The dragon lowered its long, elegant head across the pool toward Nemienne. The lapis and amethyst tones of its head deepened toward sapphire and rich violet as it moved; the colors were reflected back again by the black water of the pool, the light of the caverns taking on a purplish cast. The dragon’s antennae stretched out in sinuous curves, reaching forward to comb through the air near the girl. What those delicate antennae perceived, Taudde could not guess. Magic, perhaps.
Nemienne had closed her eyes. She put up a hand without looking and laid her hand on the dragon’s jaw. For a moment the dragon was still. Then the light surrounding them took on pale opalescent tints, and the dragon lifted its great head with a sharp, decisive gesture.
Nemienne dropped her hand to her side and opened her eyes. “I can’t reject magecraft. But it’s all the same to you, isn’t it?

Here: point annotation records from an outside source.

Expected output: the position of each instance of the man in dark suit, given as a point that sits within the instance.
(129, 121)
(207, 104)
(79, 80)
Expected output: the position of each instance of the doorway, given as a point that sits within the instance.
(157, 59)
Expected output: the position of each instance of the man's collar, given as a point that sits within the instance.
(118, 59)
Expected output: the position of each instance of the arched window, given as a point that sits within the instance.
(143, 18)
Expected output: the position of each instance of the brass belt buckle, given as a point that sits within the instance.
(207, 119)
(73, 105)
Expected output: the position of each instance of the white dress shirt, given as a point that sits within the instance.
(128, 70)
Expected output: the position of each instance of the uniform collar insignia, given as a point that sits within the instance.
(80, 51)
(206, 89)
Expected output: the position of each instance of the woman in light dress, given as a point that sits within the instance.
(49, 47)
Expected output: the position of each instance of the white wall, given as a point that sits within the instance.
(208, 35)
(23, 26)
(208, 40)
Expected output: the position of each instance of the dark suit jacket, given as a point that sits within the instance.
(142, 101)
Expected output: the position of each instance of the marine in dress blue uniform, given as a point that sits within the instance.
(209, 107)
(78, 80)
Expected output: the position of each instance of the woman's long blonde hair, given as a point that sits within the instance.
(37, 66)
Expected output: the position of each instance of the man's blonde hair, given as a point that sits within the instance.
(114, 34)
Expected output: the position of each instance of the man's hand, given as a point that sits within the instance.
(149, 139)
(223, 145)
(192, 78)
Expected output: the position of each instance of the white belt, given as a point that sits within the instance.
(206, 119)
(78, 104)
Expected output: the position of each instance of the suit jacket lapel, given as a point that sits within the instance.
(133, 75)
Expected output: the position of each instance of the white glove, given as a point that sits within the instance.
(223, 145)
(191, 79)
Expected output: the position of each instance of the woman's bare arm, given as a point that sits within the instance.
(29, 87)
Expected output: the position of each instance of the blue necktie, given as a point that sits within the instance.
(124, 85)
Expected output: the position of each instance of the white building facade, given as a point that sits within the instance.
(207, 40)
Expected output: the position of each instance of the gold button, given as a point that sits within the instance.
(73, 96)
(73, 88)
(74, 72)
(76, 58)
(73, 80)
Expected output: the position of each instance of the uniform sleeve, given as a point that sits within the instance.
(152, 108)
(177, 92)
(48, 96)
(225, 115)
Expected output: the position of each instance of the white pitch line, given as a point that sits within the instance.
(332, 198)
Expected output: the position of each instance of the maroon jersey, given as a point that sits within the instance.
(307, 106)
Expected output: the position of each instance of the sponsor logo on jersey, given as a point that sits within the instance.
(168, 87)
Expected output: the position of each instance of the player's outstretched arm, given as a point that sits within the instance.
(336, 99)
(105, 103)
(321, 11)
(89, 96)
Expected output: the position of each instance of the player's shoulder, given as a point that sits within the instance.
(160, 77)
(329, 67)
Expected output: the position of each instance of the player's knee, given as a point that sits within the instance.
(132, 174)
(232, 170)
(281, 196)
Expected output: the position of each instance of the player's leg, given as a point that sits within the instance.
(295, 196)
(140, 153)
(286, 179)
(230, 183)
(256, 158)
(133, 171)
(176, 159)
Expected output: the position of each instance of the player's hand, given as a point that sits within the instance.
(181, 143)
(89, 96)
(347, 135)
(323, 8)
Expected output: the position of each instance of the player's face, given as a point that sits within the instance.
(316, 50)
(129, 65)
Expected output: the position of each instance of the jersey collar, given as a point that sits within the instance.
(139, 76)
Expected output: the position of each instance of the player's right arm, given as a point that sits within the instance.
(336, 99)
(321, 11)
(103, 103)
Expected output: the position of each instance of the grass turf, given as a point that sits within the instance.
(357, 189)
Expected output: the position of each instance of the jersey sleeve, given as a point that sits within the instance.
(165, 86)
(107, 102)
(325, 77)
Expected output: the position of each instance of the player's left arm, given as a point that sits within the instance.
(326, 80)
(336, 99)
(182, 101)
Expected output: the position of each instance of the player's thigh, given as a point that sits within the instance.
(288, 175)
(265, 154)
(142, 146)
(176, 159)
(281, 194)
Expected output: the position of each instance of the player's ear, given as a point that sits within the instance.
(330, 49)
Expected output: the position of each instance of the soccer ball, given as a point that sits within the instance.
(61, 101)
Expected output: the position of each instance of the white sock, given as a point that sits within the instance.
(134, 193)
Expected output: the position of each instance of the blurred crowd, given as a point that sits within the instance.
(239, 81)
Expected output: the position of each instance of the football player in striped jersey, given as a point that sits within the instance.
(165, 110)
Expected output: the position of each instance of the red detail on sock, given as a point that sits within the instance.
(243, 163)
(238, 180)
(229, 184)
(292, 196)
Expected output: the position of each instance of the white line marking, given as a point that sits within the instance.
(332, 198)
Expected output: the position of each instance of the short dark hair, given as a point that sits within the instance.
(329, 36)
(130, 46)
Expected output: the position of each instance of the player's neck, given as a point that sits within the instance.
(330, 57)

Magecraft and Kalchesene sorcery and the sea magic of the islands and whatever they do in Enescedd. Because you’re not really a dragon at all. Dragons are natural creatures, but you… ‘Ekorraodde’ means ‘indwelling darkness,’ doesn’t it? Kelle Iasodde wrote about glass and iron and pearl, but he said if a mage wants to see the eternal darkness, he has to be ready to cast his heart into the darkness after those elements. Only… only, he didn’t write about what would happen after that.”
“The gift of the ephemeral drew me into the ephemeral world,” said the dragon. “Did Iasodde write that? Much of what he wrote was false, but that was truth. You have indeed offered me your heart, little mageling: I have it already in my hand.” Talons closed, with a gentle clicking sound, and opened again to reveal a heart like a delicate rose-and-pearl jewel. “It was your gift. What would you have of me in return? You may ask one boon. Perhaps I will grant it. Shall I bring down the mountains? Do you wish the eternal sea to cover the bones of this transient city of men?”
The king’s hand closed hard on his son’s shoulder. Prince Tepres’s mouth tightened.
“No!” Nemienne cried in horror.
“No?” To Taudde’s ear, the dragon sounded amused. He thought it had never expected the girl to agree to anything of the sort, but what it expected her to ask for, or wanted her to ask for, he could not begin to guess. “Then ask a different boon,” said the dragon. And, relentlessly, when the girl did not answer at once, “Ask.”
Taudde more than half expected Nemienne to ask for everything to be back the way it had been the previous night, or for something else equally impossible. She bit her lip and glanced quickly at her sister, but then she straightened her back and said steadily, “O Ekorraodde, how should the ephemeral know what boon to ask of the eternal? I don’t ask for anything, only… only,” this time she glanced at the king, flinching slightly at his hard, impassive face. “Only, if it does not offend you, and if you think it wise, O Ekorraodde, I would like… I would like the transient cities of men to prosper and not be… not be covered by the sea.”